L’inverno fra di noi

L’inverno fra di noi

In queste giornate umide  di gennaio in cui il freddo sembra penetrare  nei pori della pelle, se gettiamo lo sguardo nei giardini che circondano le case, i corpi energici e forti delle gazze, con il  loro piumaggio bianco e nero, ci invitano a seguirle nei loro movimenti e a mirarle per i loro colori contrastanti che sanno scrivere, come un carboncino bianco su una  lavagna di ardesia, frasi che spiegano il  mistero delle stagioni.

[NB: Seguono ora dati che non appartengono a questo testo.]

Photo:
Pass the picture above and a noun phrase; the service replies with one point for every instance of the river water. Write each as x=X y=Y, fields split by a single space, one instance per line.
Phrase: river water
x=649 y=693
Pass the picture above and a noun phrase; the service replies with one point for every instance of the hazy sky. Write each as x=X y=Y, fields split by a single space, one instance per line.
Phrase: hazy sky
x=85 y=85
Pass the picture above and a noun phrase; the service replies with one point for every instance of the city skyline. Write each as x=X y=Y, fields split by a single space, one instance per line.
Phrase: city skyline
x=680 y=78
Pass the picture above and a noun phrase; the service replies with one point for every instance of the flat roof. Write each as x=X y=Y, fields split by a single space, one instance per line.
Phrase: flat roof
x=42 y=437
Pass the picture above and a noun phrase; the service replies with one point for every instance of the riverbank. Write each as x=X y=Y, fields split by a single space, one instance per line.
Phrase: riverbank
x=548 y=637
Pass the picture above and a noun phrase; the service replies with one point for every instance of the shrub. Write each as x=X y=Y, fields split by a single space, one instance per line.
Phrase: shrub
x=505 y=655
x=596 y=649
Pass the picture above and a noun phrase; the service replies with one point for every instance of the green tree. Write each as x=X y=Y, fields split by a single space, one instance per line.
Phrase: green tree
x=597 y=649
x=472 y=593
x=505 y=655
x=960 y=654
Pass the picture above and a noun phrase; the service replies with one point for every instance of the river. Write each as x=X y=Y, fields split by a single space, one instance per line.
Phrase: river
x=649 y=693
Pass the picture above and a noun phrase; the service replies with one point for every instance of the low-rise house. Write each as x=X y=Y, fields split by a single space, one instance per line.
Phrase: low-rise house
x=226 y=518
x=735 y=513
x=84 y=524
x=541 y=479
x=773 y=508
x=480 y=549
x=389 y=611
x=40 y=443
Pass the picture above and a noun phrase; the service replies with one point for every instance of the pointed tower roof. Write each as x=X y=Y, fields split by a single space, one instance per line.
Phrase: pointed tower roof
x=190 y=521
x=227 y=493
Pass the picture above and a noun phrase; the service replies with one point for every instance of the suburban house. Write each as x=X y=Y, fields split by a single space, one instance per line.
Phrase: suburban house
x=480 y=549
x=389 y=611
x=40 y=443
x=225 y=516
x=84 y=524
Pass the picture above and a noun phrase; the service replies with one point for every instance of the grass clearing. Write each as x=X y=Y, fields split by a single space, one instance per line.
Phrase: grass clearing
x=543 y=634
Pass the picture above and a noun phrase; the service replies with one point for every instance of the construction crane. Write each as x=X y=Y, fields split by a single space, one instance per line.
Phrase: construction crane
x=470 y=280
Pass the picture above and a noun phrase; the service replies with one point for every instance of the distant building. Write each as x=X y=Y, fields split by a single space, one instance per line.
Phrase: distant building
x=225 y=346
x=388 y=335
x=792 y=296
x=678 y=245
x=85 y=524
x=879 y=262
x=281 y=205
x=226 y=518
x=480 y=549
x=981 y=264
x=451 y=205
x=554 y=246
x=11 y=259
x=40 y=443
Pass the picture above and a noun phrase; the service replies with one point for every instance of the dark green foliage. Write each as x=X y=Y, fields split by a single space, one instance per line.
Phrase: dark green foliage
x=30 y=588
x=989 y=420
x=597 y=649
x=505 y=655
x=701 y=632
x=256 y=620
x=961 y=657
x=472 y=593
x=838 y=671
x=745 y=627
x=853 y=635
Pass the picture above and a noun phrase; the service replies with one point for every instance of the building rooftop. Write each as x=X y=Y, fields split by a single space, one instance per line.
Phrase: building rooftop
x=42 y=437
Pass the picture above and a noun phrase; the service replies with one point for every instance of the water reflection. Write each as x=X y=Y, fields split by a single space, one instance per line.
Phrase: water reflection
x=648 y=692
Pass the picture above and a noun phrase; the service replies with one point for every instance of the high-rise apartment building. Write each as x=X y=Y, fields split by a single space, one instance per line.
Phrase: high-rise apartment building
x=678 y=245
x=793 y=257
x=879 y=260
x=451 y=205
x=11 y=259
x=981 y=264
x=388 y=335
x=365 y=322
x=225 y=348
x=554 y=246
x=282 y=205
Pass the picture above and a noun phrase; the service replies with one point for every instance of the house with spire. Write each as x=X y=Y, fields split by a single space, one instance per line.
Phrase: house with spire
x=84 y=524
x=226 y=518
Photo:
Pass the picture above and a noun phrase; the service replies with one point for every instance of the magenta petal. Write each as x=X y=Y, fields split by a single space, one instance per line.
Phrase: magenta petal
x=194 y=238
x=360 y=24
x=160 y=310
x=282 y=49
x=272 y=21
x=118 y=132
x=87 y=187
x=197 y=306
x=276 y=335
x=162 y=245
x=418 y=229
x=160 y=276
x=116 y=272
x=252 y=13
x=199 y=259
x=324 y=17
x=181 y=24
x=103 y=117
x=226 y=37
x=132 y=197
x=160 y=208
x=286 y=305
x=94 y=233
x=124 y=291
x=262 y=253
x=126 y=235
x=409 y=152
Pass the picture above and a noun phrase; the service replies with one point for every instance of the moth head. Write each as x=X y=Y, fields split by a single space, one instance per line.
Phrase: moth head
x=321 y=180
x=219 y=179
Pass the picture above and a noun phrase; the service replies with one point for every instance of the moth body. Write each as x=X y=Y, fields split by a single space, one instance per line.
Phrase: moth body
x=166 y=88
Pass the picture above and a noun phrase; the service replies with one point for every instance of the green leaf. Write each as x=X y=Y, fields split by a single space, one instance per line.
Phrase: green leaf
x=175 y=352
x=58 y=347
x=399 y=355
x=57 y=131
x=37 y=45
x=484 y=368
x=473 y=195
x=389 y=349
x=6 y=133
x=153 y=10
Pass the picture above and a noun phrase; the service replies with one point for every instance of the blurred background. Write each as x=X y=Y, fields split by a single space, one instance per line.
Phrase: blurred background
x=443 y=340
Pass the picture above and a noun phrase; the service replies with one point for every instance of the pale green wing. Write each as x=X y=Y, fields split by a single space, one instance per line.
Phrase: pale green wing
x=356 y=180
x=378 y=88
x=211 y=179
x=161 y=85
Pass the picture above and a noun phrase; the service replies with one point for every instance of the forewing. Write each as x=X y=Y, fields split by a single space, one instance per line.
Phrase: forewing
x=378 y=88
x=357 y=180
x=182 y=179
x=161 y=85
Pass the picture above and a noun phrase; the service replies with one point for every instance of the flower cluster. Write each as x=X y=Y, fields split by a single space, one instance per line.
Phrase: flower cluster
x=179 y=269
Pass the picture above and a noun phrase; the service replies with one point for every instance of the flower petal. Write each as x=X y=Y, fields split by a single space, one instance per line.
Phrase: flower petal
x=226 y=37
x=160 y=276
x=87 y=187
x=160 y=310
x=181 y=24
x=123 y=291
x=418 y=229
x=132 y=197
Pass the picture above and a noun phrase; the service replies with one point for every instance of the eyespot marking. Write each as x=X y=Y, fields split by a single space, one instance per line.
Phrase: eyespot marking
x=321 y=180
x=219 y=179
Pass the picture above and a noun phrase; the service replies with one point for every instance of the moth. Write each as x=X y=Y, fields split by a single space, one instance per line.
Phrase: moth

Due toni, quello chiaro e scuro: neri e bianchi come le loro piume, sono prestabili ai tasti di un pianoforte posto lì nella natura, per farsi suonare da un musicista vagabondo, innamorato di Vivaldi o De Andrè. Osservandole fuori dalla finestra appaiono operose sui rami degli alberi e sui tetti rossi e grigi delle abitazioni. Il loro volo e le loro soste sono attimi di brio. A volte sembrano quasi giungere sul davanzale, lì a due passi dai nostri occhi. Sono momenti che ci fanno stupire della magia naturale che abbiamo intorno a noi. Sono secondi racchiusi dentro una frazione di tempo senza rumore, nello spazio che accoglie le nostre riflessioni ed emozioni.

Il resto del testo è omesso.